The MWR Labs team also combined three different bugs to successfully exploit the Samsung Galaxy S9 over Wi-Fi. They forced the phone to a captive portal without user interaction, then used an unsafe redirect and an unsafe application load to install their custom application. Although they failed in their first attempt, they successfully hacked in its second attempt, which earned the team $30,000 USD and 6 more Master of Pwn points.

Michael Contreras, a researcher who was last entry of the day, received $25,000 USD and 6 Master of Pwn points for hacking the Xiaomi Mi 6 browser via JavaScript type confusion flaw.

Day 2 at the Pwn2Own Tokyo 2018

The second day at the Pwn2Own Tokyo 2018 started with Fluoroacetate team exploiting one more zero-day vulnerabilities in iPhone X and Xiaomi Mi 6.

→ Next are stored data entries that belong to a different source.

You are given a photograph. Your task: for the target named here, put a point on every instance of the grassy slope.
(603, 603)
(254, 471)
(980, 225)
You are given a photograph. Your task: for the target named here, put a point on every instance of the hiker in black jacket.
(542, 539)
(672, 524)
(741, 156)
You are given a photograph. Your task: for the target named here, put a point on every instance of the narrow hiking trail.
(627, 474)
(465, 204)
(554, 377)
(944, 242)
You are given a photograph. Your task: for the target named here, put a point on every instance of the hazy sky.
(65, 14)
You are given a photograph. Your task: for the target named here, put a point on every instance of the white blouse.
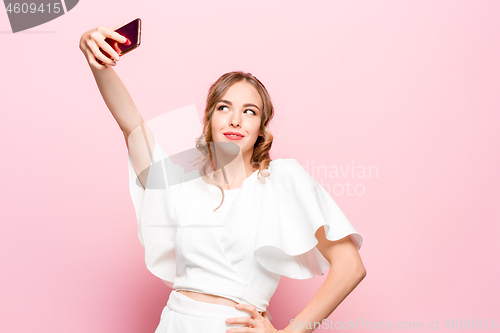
(240, 251)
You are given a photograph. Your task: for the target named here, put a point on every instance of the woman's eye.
(225, 106)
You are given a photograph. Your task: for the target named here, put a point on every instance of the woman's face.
(239, 111)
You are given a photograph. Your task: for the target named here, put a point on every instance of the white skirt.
(183, 314)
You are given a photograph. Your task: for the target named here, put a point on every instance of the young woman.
(223, 238)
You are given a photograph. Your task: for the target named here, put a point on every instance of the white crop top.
(240, 251)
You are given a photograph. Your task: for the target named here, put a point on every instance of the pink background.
(409, 87)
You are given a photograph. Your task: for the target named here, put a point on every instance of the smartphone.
(131, 31)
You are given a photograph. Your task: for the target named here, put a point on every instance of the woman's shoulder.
(284, 164)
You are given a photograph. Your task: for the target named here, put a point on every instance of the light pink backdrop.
(410, 88)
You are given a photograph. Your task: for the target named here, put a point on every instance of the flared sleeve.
(294, 206)
(156, 212)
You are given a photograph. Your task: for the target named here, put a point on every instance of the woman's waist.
(209, 298)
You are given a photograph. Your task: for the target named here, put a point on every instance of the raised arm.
(138, 138)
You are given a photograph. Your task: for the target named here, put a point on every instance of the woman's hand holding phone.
(93, 42)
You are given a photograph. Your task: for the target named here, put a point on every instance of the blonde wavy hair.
(260, 158)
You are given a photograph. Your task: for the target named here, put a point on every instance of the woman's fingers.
(109, 33)
(93, 62)
(99, 39)
(91, 43)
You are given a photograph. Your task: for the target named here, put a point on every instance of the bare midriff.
(208, 298)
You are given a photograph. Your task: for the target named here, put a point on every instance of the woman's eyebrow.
(244, 105)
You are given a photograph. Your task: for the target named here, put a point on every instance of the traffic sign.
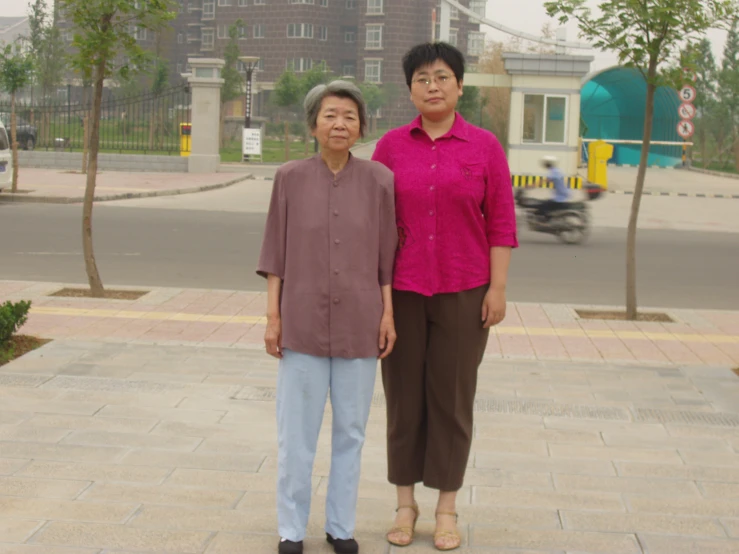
(687, 93)
(685, 129)
(686, 110)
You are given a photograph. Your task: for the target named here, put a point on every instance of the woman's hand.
(273, 337)
(387, 335)
(493, 307)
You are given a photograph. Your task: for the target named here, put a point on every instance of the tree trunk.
(93, 276)
(287, 140)
(631, 310)
(14, 142)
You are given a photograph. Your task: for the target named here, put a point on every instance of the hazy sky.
(524, 15)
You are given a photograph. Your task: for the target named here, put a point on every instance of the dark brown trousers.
(430, 380)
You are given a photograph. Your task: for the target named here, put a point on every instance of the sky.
(524, 15)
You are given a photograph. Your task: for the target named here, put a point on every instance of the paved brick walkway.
(148, 426)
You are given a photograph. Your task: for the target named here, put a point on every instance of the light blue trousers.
(303, 384)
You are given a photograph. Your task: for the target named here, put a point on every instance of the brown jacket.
(332, 241)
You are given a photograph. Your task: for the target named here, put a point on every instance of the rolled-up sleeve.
(388, 232)
(272, 255)
(499, 209)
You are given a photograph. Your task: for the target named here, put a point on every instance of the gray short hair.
(342, 89)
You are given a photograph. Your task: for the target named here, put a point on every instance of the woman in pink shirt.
(456, 227)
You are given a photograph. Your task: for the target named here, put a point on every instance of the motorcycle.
(570, 223)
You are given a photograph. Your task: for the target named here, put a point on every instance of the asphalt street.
(218, 249)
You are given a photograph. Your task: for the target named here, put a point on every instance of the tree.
(104, 46)
(287, 94)
(645, 35)
(16, 71)
(728, 85)
(233, 81)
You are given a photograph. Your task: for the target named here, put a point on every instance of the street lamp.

Their first iPhone X zero-day combined a JIT bug in the browser along with an out-of-bounds access that resulted in a deleted photo getting exfiltrated from the targeted phone. This hack fetched them a $50,000 USD.

In the case of Xiaomi Mi6, the team used an integer overflow vulnerability that allowed them to exfiltrate a picture from the device, earning them an additional $25,000 USD.

MWR Labs too successfully hacked the Xiaomi Mi6 on the second day. They loaded a custom application by combining a download bug along with a silent app installation and stole some pictures from the phone. They earned $25,000 USD for this hack.

Team Fluoroacetate with a total of 45 points and $215,000 USD in prizes won the title of Master of Pwn!